Thursday, October 7, 2021

How did I do it? Mental Illness SUCKS!

 How did I do it? How did I learn to manage and de-escalate anxiety? How did I learn to trade feelings of worthlessness, loneliness, and other feelings of depression for happiness and contentment? How did I do it?

I remember so clearly those feelings back when I was in school. I remember the fear I felt and the thoughts of being judged. I remember how I felt crowded all the time and that I didn't want to be around others that much. I remember how I wanted to just run. Run out of the building and away from it all. I also remember how I wanted to be looked at by others and for them to smile at me. But instead, I knew that sneers and insults were waiting for me. That was my reality at that time. 

I remember not fitting in. I was not like my peers and that was painfully evident when I took a chance and actually voiced my feelings. My interests and skills and thoughts of relationships were so unlike the others. They were so foreign and weird to the social mindset at the time. So I never really talked much or about much or engaged much. 

I was an enigma it seemed. 

Depression came after where I was self-aware of this chasm of differences and it created such a sense of sadness. A sense of being profoundly alone. This caused me to shy away from people, to go off on my own, and isolate myself in behaviors like hiking in forests and building things in my grandpa's shop. But those things in turn ended up magnifying my differences. My anxiety. My mental struggle. I kept searching for that essence of myself and developing who I was and how I looked at the world. And the more I found deep within, the more I distanced myself from my peers. It was more often than not that I ended up being alone in a room full of people. I was physically there but I was not there. I was unnoticed. I was ignored, I was looked over.

And I truly didn't mind.

But then, I did mind too. 

What a weird sense of reality. 

I never wanted to hurt myself or anything like that. No. I cared about myself too much for that. The depression, though, ended up being like a warm blanket. People can let it be that way, you know? It can be so comfortable and you tell yourself you need to leave but you are snug and warm and wrapped tight. It becomes easier to just leave it on. Familiar. Routine. You know?

Well, I am still that way at times. It is nowhere near where it used to be when I was a teen and a young 20yr old. Far from it. I have actually found my place in the world, my niche, and I thought that would never happen. Then I found my love of a lifetime and I also thought that would never happen either. As I grew older and experience more of the world around me, I found that my differences actually made a difference. They actually made a difference to others and I never thought that would happen. 

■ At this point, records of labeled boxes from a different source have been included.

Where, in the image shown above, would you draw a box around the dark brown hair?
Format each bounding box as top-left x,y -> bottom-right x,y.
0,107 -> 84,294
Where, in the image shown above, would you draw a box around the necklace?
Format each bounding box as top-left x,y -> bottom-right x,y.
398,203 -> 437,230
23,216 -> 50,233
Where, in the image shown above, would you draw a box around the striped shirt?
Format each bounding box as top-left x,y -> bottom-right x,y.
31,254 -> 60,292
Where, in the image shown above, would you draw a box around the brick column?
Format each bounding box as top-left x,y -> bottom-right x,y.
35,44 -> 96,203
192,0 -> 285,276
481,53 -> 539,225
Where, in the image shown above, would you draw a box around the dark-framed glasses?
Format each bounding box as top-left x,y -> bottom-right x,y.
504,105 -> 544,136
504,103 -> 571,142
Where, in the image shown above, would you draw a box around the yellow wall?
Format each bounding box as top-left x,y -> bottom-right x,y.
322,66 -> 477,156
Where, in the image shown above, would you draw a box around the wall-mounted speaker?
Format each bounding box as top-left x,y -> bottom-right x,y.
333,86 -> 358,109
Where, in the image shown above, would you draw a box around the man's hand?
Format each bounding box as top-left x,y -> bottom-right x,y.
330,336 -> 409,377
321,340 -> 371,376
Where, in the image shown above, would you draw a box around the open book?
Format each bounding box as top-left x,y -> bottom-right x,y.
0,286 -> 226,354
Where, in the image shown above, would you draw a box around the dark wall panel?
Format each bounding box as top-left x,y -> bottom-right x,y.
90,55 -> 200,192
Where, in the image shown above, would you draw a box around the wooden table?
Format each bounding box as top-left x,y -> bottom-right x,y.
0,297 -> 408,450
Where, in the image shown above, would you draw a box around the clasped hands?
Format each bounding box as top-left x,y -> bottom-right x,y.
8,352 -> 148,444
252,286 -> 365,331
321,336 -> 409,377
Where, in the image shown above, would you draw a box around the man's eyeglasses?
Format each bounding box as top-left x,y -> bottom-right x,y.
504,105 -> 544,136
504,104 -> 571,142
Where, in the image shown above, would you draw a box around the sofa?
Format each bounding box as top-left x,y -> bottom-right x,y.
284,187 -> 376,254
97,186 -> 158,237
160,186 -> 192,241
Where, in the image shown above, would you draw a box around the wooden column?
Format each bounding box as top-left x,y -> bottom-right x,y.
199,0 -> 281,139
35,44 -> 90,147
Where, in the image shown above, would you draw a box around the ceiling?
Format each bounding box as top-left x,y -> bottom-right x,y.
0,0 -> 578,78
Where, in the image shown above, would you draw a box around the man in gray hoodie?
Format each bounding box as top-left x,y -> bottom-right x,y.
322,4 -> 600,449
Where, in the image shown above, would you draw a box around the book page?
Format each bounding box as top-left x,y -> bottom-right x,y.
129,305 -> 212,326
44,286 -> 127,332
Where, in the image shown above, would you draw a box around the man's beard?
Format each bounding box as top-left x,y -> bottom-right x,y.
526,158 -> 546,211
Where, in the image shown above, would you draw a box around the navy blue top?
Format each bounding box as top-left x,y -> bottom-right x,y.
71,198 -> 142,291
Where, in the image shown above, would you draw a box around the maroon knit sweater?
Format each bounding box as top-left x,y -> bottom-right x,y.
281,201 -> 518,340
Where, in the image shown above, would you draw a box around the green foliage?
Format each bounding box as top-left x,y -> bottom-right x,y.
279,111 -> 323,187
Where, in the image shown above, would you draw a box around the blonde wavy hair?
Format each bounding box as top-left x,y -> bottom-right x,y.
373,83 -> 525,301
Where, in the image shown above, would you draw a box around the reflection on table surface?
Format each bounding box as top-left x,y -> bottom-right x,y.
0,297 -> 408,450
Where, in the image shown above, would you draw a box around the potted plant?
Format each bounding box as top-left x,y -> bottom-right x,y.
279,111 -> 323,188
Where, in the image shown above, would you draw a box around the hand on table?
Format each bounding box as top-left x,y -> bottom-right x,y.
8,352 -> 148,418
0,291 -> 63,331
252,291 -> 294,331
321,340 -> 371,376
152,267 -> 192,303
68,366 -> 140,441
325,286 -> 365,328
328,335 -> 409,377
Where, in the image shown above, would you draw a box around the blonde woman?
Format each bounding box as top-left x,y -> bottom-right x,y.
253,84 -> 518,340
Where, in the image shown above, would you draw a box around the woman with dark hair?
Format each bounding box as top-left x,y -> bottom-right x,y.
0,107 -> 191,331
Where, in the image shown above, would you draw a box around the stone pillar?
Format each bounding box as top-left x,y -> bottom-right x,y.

But for the life of me, I can't remember or know how I did it. How all those things came about. 

I still struggle though but I have these things now that I do to help myself. I draw and explore and build and tinker and read and enjoy nature and lots of other things. That is what I do now. How did I learn what helped me? How did I learn that those things pushed back the anxiety, the fear, the loneliness, and the sadness before it consumed all my thoughts and feelings? That is the million-dollar question.

I am finding it is a state of mind really. Like, you have to decide to change the way you think about yourself and the world around you. It seems so simple, right? Well, no. No, it's not. It's actually hell and near impossible for your brain to do. It is not that simple. Your brain is an adversary that is in complete domination over you. And when it gets comfortable, when it gets used to the routine, it sets up house. 

Telling your mind to feel and think differently is like making a river flow in a different path. That will only happen one of two ways; Either the world is shook to its foundations and the whole earth rearranges itself or it changes paths one grain of sand by one painstakingly minuscule grain of sand moving only an inch at a time over decades. . . . centuries. Either way, it is not easy and in real life, your brain and feelings are the same way. It is usually painful. 

So, I am back at my original question. How did I do it?  How did I learn to manage and de-escalate anxiety? How did I learn to trade feelings of worthlessness, loneliness, and other feelings of depression for happiness and contentment? How did I do it? 

God, I wish I knew. Because if I did, I might be able to help my son navigate this same thing because lately. . . .  lately I feel like I am only drawing short straws.